The future of agriculture passes through the Internet Of Things (IoT) and many Countries have already understood it.

IoT’s technology with advanced monitoring systems and wireless sensor networks improves product and field management, boosts productivity, reduces costs and safeguardes the ground and the environment. All this thanks to the accurate detection of micro-climatic and physiopathological data that can be used to target any intervention on the basis of the real nutritional, water or protection needs.

Act only when it is needed and to the extent it serves.
Agriculture becomes precision agriculture.

In the world, governments are seizing the opportunity and they invest in the Internet of Things (IoT).

In Australia, the government has allocated AU$ 60 million contributions to encourage smart farming. The recipients of funds are the farm businesses that cooperate with “new technologies society” and therefore can propose solutions to improve soil status, crops and protect biodiversity.

The funds allocated in October represent the last of a series of initiatives undertaken by public institutions: in February, a center created by private companies and public organizations opened in Sidney to develop IoT (Internet of Things) technologies for a precision agriculture. In April, the federal government allocated AU$ 50 million funds over 10 years, in support of Food Agility, a consortium of companies, universities and agribusiness companies that came together to facilitate digital evolution in the agro-industry.

In Ireland, the IFA – Irish Farmers’ Association – in collaboration with the Environmental Protection Agency has launched a program tailor-made for each participating farm to reduce costs and improve soil productivity, save energy and water, adopt new technologies, and optimize asset management.

The results achieved are very encouraging:

  • on average, companies saved around 8,700 euros;
  • greenhouse gas emissions decreased by 10%;
  • pasture management has marked a saving of 21%;
  • soil fertility represented 47% of the savings achieved.

In France, the Ministry of Agriculture, Research and Economics is a partner of the Agriculture Innovation 2025 project, which aims to strengthen research about agricultural land and climate, develop precision agriculture and create incubators to promote the development of innovation in the territory. The tradition of large investments made by the state in agriculture continues: it is generally estimated that almost 10% of R & D expenditure is for primary and agri-food sectors.
Specifically, € 4 million a year have been allocated to develop technologies to support effective health prevention.
The Ministry will also share, with the Farmers’ Associations, the data collected under its authority in order to promote new solutions in the field.
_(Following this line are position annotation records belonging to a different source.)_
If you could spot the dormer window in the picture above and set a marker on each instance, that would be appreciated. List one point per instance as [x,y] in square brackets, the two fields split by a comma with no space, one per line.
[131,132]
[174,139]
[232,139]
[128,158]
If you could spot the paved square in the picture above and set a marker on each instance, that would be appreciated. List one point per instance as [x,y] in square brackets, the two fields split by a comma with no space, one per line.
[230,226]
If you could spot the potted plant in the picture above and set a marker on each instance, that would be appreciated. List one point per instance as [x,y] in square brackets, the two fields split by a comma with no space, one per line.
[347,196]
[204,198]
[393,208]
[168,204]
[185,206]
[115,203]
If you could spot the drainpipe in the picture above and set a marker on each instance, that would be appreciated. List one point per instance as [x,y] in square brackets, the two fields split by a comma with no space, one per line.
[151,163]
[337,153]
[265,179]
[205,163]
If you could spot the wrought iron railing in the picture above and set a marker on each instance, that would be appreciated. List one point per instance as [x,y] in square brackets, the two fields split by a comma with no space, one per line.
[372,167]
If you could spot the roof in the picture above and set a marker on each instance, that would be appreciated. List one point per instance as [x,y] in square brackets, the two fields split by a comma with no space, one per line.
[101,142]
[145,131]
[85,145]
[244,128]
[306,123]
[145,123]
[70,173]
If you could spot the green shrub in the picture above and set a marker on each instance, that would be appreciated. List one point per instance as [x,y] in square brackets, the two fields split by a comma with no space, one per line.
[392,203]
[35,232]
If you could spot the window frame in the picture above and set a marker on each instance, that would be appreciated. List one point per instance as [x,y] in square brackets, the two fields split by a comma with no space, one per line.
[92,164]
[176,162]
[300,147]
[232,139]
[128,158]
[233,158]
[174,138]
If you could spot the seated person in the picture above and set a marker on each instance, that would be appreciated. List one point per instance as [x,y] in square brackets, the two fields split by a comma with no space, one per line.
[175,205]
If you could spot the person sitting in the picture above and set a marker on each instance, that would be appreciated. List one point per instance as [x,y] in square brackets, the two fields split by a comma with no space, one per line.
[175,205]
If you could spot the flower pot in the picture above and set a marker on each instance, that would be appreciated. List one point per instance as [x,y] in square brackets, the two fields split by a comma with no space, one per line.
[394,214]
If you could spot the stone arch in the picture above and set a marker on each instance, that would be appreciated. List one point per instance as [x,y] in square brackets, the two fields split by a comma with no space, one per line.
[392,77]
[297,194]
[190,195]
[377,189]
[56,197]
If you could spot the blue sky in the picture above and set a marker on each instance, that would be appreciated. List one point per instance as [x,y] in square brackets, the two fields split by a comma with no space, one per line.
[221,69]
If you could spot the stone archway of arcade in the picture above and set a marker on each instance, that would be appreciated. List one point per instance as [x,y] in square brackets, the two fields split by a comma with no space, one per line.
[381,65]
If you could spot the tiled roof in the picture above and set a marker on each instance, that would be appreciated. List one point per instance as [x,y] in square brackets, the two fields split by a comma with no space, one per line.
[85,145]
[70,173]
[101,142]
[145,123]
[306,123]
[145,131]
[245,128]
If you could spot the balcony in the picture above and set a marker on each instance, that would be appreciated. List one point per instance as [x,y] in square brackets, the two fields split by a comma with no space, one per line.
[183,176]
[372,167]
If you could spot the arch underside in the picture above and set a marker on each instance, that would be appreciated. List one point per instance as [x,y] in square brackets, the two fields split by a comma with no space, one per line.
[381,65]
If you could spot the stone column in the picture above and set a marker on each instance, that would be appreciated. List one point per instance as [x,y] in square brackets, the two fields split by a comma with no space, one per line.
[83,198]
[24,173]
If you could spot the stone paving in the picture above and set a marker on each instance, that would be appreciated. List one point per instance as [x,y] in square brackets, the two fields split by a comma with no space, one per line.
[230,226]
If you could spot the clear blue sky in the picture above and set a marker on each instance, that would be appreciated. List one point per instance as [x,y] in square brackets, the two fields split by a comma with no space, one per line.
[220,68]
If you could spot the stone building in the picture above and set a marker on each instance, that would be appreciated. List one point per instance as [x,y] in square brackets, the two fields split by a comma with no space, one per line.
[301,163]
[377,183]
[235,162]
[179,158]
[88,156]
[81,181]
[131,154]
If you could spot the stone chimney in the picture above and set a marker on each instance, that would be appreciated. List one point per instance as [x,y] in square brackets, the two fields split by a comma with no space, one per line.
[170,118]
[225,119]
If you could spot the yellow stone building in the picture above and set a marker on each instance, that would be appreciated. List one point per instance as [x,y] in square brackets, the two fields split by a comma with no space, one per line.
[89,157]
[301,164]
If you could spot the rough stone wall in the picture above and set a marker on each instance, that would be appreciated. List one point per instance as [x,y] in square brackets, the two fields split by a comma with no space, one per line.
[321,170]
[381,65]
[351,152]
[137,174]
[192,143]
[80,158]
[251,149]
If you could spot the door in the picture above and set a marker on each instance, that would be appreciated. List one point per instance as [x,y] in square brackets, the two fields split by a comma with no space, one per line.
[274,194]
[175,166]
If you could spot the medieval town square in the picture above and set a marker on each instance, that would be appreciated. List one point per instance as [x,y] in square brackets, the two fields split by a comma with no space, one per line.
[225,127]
In China, in 2016, a four-year plan was launched to integrate IoT (Internet of Things) into agriculture with the aim of increasing profitability. Pilot projects started in 8 provinces with the introduction of 426 applications, technologies and products.
The data is collected in the various date centers that have been opened throughout the country both at provincial and national level.

A few days ago, in the USA, the Department of Agriculture announced $ 7.3 million in funding for a new generation of agriculture technologies to meet the growing demand for food and energy. Specifically, the investment is aimed at developing precision technologies that maximize efficiency in the industry, including better use of fertilizers and water, biofuel production and organic food.

In Italy? An important step for the support of the Internet of Things (IoT) was done in 2017 with the measure of hyper-amortization also linked to the purchase of technology for agriculture 4.0. There are also numerous regional calls based on the European funds.